A software update introduced a bug where a switch recovering from a brief outage would send a message that caused neighboring switches to restart. The cascade propagated because every switch ran identical software. The bug was in the recovery logic — the very code designed to restore service after a failure.
75 million blocked calls. Approximately $60 million in lost revenue. The incident demonstrated that monoculture — every node running the same software — turns a single bug into a network-wide failure.
The Incident
On January 15, 1990, AT&T's long-distance telephone network suffered a cascading failure that blocked approximately 75 million phone calls over 9 hours. One in every two calls failed to connect. It was the worst telephone outage in AT&T's history.
The Root Cause
A software update had been deployed to AT&T's 4ESS switching systems — the backbone of the long-distance network. The update contained a bug in the recovery logic: when a switch experienced a brief outage and came back online, it would send a signal to neighboring switches indicating it was back in service. A flaw in the new code caused the receiving switch to briefly take itself offline in response. When that switch came back online, it sent its own recovery signal — causing its neighbors to briefly go offline. And so on.

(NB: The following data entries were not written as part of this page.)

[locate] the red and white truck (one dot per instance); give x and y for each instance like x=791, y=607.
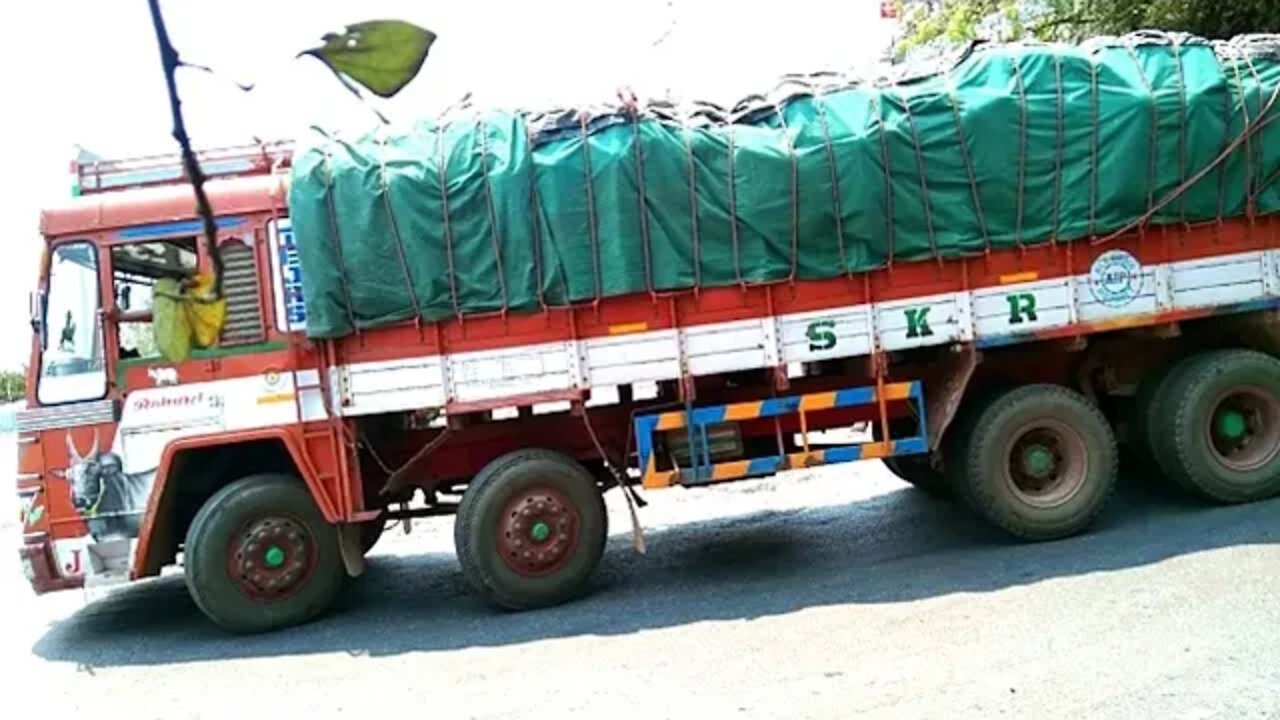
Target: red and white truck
x=269, y=464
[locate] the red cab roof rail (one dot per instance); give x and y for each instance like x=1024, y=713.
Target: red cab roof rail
x=95, y=176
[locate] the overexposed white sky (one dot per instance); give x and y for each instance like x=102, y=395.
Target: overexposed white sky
x=86, y=72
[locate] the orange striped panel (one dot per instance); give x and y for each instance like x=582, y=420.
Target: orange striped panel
x=897, y=391
x=671, y=420
x=873, y=450
x=818, y=401
x=744, y=410
x=730, y=470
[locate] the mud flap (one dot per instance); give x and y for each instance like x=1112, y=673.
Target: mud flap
x=352, y=550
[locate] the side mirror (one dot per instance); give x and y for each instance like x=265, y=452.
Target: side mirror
x=37, y=305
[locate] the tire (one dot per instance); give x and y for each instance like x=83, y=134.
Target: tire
x=497, y=548
x=1193, y=445
x=277, y=509
x=1055, y=433
x=1150, y=406
x=917, y=470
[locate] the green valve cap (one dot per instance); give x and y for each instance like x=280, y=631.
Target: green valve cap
x=274, y=556
x=1230, y=424
x=540, y=531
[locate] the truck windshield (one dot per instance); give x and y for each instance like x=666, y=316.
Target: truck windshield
x=71, y=361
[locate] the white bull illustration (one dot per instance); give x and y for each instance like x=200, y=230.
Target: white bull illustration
x=110, y=500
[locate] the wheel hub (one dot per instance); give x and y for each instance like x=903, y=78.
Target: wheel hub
x=1038, y=461
x=1046, y=464
x=539, y=532
x=1244, y=428
x=272, y=557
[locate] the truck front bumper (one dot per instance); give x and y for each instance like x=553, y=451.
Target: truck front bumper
x=39, y=564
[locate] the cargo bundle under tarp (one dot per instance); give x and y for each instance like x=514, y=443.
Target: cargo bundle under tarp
x=1011, y=145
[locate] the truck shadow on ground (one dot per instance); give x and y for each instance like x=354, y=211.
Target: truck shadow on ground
x=897, y=547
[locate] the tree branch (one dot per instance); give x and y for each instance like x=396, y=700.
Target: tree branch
x=170, y=62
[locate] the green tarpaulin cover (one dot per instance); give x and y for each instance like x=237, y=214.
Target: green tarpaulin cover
x=1018, y=144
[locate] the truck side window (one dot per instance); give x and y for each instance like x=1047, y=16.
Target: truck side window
x=71, y=359
x=135, y=270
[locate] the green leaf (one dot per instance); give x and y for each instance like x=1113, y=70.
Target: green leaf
x=380, y=55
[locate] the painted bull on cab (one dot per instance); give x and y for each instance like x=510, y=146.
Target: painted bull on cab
x=110, y=500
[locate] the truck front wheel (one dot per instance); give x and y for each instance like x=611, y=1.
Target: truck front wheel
x=530, y=529
x=260, y=556
x=1038, y=461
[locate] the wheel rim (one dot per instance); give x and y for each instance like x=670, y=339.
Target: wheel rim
x=1243, y=428
x=272, y=557
x=539, y=532
x=1046, y=464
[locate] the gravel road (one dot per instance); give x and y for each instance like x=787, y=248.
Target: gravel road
x=821, y=595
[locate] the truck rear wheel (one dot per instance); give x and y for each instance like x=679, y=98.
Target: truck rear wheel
x=1217, y=427
x=530, y=529
x=1038, y=461
x=1150, y=405
x=260, y=556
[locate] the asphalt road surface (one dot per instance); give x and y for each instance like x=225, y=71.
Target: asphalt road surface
x=824, y=595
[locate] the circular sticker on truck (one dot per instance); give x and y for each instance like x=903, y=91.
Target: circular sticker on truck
x=1115, y=278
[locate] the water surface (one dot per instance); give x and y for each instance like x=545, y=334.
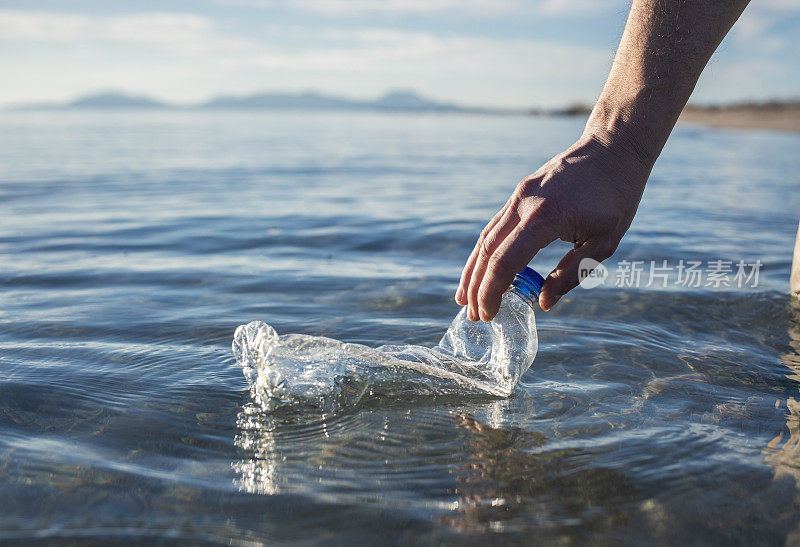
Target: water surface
x=133, y=244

The bug was three lines of code in a break statement within a recovery routine. The cascade propagated across the entire network because every 4ESS switch in the country was running the identical software version with the identical bug.
Why It Matters
The bug was in the recovery code — the code designed to restore service after a failure. The mechanism meant to heal the network was the mechanism that brought it down. And the cascade was total because every switch was identical. Monoculture — running the same code everywhere — means a single bug has a single blast radius: everything.